Episode-Rating: 1st Episode: 5/10 2nd Episode: 4/10 3rd Episode: 4/10

Random Thoughts:

  • Those of you who have never read any of Ann Nocenti‘s comics before… good for you! I’m serious… I’m sure she’s a fine person but she writes some of the most horrible comics out there. Her series Katana (which was cancelled after 10 issues) which had a female samurai-superhero as main-character had great lines like “Women are weak from centuries of doubt and humiliation.” and has great moments like when a male opponent grabs her during a battle she suddenly screams “No! I hate you!”. It’s always a bizarre experience to read Ann Nocenti’s work without anyone ever thinking how bad her comics are.
  • This series is based on a manga-series… that is still ongoing. If you haven’t decided to drop this series, be prepared for one of those infamous “anime-original endings”. Considering that nothing about this series screams “quality” I don’t really want to imagine what kind of ending they come up with for it.

About M0rg0th

We are all in the gutter, but some of us are looking at the stars.

Posted on April 20, 2014, in Akuma No Riddle, Anime, Reviews and tagged , , , . Bookmark the permalink. 2 Comments.

  1. Despite its serious flaws, there’s something about this anime that has managed to keep my attention. Maybe its the flaws themselves that are keeping my attention? For starters, where did they find so many teenage girls that also happen to be Jack-the-Ripper-level assassins and serial killers?? And Haru? I suppose the only explanation for her is that she has severe PTSD from her traumatic childhood.
    The part of your review that most blew my mind though, is this:
    “This series is based on a manga-series… that is still ongoing.”
    Whoa whoa whoa. What?? There’s a limited number of teeny-bopper assassins in the class (and probably in Japan), and time seems to be progressing fairly quickly in the show.

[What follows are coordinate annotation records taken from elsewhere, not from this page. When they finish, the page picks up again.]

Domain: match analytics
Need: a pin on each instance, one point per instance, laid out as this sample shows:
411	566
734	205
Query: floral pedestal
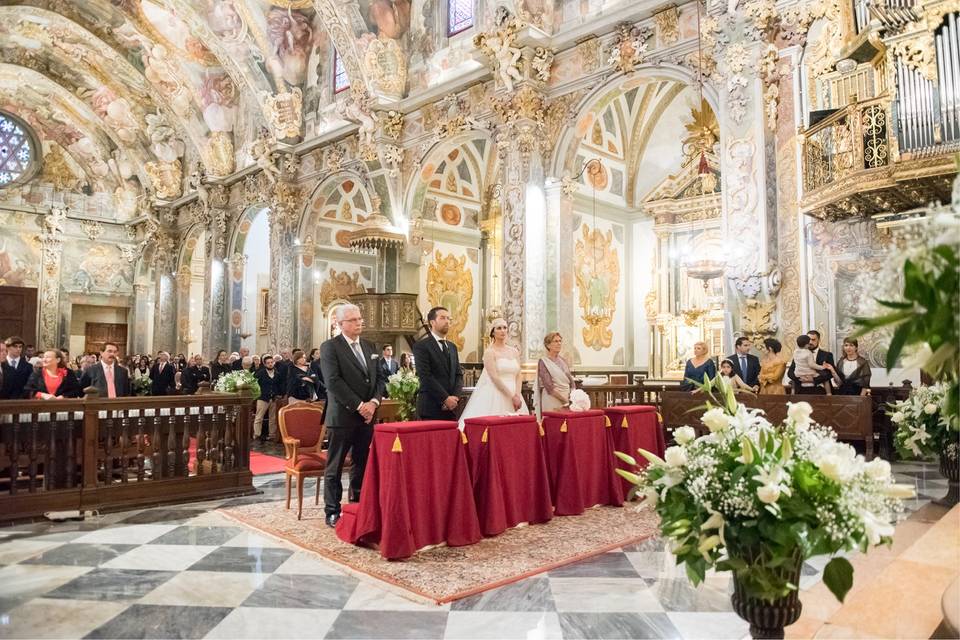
767	619
950	469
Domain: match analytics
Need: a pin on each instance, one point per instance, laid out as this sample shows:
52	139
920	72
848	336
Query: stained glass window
459	16
340	80
16	150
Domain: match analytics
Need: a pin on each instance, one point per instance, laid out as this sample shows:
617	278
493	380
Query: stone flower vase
767	619
950	469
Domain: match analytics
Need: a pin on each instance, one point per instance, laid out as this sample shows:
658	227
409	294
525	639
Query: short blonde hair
550	337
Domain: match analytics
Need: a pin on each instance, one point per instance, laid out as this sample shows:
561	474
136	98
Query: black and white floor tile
189	572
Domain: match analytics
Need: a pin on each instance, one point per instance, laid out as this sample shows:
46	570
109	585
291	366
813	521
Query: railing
98	453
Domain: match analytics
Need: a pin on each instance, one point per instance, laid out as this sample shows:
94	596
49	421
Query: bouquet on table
403	387
140	386
758	499
237	380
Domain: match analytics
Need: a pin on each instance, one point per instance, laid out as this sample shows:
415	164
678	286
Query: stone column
51	246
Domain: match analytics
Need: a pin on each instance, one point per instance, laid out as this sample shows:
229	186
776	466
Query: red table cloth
635	427
580	461
416	491
509	471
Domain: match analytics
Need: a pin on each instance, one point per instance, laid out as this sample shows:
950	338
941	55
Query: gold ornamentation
284	112
450	285
166	178
629	47
340	286
386	65
668	30
597	273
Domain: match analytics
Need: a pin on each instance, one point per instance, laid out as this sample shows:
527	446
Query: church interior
659	182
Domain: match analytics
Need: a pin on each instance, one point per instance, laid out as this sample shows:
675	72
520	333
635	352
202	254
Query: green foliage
403	387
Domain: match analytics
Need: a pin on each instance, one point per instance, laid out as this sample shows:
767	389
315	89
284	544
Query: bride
498	390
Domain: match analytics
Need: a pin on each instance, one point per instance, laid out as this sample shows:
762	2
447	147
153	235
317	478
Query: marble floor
188	572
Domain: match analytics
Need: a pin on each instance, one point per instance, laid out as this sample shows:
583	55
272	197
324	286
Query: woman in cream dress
554	380
498	389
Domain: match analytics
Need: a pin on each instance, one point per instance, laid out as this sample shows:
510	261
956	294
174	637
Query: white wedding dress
488	400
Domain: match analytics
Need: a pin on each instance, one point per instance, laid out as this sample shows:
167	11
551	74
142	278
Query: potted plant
923	430
758	499
403	387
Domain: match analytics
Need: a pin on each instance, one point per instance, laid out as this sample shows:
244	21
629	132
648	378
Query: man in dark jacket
15	369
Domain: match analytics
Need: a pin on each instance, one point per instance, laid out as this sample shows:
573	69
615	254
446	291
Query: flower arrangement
237	380
403	387
922	428
757	499
140	386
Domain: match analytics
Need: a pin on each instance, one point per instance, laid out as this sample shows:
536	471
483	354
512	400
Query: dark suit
162	381
349	384
94	376
69	387
750	377
440	376
823	357
15	380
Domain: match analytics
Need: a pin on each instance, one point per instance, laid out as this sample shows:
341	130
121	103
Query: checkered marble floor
188	572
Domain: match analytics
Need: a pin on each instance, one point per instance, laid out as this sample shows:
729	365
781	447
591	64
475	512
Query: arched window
340	80
18	151
459	16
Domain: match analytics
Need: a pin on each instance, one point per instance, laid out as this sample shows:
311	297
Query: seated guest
852	373
53	379
805	367
554	380
15	369
162	375
727	371
107	376
219	367
699	368
301	382
193	375
772	369
745	365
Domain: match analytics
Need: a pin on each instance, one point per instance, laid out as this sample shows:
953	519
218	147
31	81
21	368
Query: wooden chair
302	430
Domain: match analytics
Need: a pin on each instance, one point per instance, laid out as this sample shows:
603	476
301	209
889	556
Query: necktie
111	386
358	352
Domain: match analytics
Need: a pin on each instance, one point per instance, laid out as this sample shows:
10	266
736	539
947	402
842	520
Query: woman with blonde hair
554	379
698	368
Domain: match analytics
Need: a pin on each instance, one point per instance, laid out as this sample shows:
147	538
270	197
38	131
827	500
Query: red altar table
635	427
509	471
416	491
580	461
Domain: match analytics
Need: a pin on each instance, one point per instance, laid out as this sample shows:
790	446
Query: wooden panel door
97	333
18	313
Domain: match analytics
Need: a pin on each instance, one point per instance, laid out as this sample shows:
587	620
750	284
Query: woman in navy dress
699	367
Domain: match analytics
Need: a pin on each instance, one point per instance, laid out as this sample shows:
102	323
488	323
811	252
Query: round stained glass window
16	150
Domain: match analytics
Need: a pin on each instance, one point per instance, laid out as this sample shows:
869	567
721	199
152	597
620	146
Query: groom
438	368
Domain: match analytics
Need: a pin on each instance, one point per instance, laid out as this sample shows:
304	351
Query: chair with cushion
301	427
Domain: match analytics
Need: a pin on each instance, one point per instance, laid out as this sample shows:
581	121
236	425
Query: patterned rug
443	574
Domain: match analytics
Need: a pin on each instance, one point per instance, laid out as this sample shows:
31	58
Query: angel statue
263	154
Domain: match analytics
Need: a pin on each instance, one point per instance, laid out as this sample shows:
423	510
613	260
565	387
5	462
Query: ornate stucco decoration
284	112
667	24
597	272
499	46
450	284
629	47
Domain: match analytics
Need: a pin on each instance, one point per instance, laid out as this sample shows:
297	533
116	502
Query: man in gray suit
108	376
355	383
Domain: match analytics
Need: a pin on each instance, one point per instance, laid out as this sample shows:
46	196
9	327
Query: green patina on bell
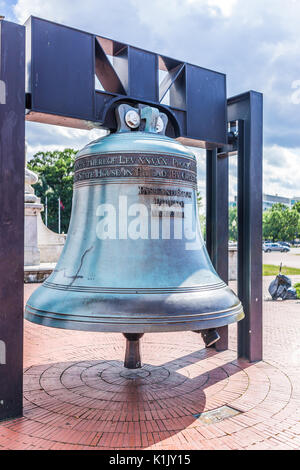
134	259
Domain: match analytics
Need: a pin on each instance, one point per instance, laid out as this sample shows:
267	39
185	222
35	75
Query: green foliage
55	171
297	287
272	270
296	207
280	223
233	227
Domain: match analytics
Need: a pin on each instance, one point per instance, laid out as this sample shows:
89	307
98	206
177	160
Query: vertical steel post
248	111
217	222
12	162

So what is left of the story once everyone puts in their attempts (and fails, obviously)?

    Like

    • It IS somewhat campy so it has this sort of weirdness that makes you go “Huh, I wonder where this is going.” but personally I feel like it’s not crazy enough to be one of those series I would recommend as a good-bad one.

      “For starters, where did they find so many teenage girls that also happen to be Jack-the-Ripper-level assassins and serial killers??”

      I rather wonder how the assassin-girl from episode 04 is an actual thing. Her arc is just insanely stupid…

      “Whoa whoa whoa. What?? There’s a limited number of teeny-bopper assassins in the class (and probably in Japan), and time seems to be progressing fairly quickly in the show. So what is left of the story once everyone puts in their attempts (and fails, obviously)?”

      Well, Wiki says it’s still ongoing and it hasn’t been running for that long. It came out September 2012 in a magazine that’s released monthly so the 20 chapters you can find here for example (http://www.mangareader.net/akuma-no-riddle) are technically all that’s been released in manga-form so far. And having read those chapters… I think the anime would enter new territory with the 7th episode so who knows what will happen.

      And yes, this series is burning through those assassin-girls really quickly, even making up some contrived reasons that allow multiple girls to “die” at the same time in one arc (or episode, the pacing is that gratuitous in this series).

      And one shouldn’t forget: It’s yuri. And like most homoromantic animes it’s all about completely ignoring the other sex as if that’s the reason why homosexuality happens.